AI Showdown: Google Surpasses OpenAI
The AI arena is crowded with formidable players: OpenAI with ChatGPT, Google with Gemini, Anthropic with Claude, Meta with Llama, and Alibaba with Qwen. Each has its strengths—OpenAI pioneered mainstream conversational AI, Google leverages its vast data and computational resources, Claude is well known with developers as it produces the highest quality code and more recently it was demonstrated that it can control the computer and perform tasks for the user, Meta aims for open-source innovation with Llama.
For the longest time, OpenAI's ChatGPT held the crown as the leading chat model. But recently, Google is now slightly better with Gemini EXP and Gemini 2.0 Flash, outperforming ChatGPT 4o.
This dominance extends beyond LLMs. In generative AI, Google's VEO 2 outshines OpenAI's Sora in text-to-video tasks, and Imagen 3 surpasses DALL-E 3 in text-to-image creation. Google's advantage likely stems from its ownership of YouTube, providing an unmatched dataset for training these advanced models.

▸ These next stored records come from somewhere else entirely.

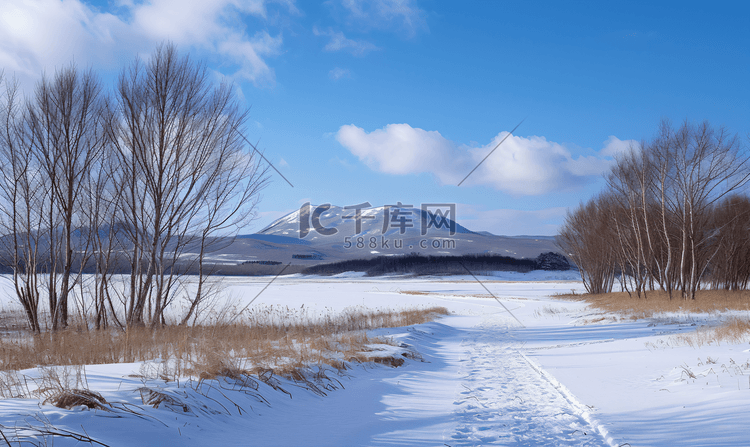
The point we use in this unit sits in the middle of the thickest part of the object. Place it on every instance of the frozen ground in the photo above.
(565, 377)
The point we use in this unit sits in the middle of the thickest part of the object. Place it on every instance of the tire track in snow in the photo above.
(504, 400)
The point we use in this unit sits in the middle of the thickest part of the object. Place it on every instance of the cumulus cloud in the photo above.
(338, 73)
(520, 166)
(614, 146)
(338, 42)
(40, 35)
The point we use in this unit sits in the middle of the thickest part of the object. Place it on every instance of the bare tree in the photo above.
(66, 139)
(587, 238)
(21, 189)
(663, 208)
(183, 172)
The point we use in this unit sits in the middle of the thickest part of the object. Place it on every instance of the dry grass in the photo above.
(734, 330)
(706, 301)
(277, 338)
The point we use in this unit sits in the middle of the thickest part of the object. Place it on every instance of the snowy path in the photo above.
(505, 401)
(567, 379)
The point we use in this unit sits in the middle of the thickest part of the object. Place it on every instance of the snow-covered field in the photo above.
(563, 377)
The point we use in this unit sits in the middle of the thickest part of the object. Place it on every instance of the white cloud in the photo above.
(338, 73)
(385, 14)
(614, 146)
(44, 34)
(520, 166)
(339, 42)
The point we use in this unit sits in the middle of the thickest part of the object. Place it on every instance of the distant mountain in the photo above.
(393, 221)
(384, 231)
(320, 235)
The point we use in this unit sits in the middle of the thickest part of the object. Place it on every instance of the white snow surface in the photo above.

AGI Achieved: A Milestone in Artificial Intelligence
While Google may have recently taken the crown in Chatbot Arena, OpenAI has made headlines with its newest model (which is currently not yet released to the public), o3, scoring an unprecedented 87.5 on the ARC-AGI benchmark. This benchmark is designed to evaluate genuine intelligence by presenting novel, unique problems that no human or machine has encountered before—essentially a test of reasoning and problem-solving across domains.
For context, the smartest human capability is benchmarked at a score of 85 (vs the 87.5 that o3 scored), meaning AI has now surpassed general human reasoning in a way comparable to Deep Blue defeating Garry Kasparov in chess in 1997. However, unlike Deep Blue's domain-specific superiority, o3 demonstrates reasoning prowess across all areas of knowledge.
If this sounds unsettling, there’s a silver lining: it cost OpenAI $250,000 in compute resources to achieve this score. This means AGI is not yet cost-effective for practical, widespread use, keeping human domain experts safe—at least for the moment.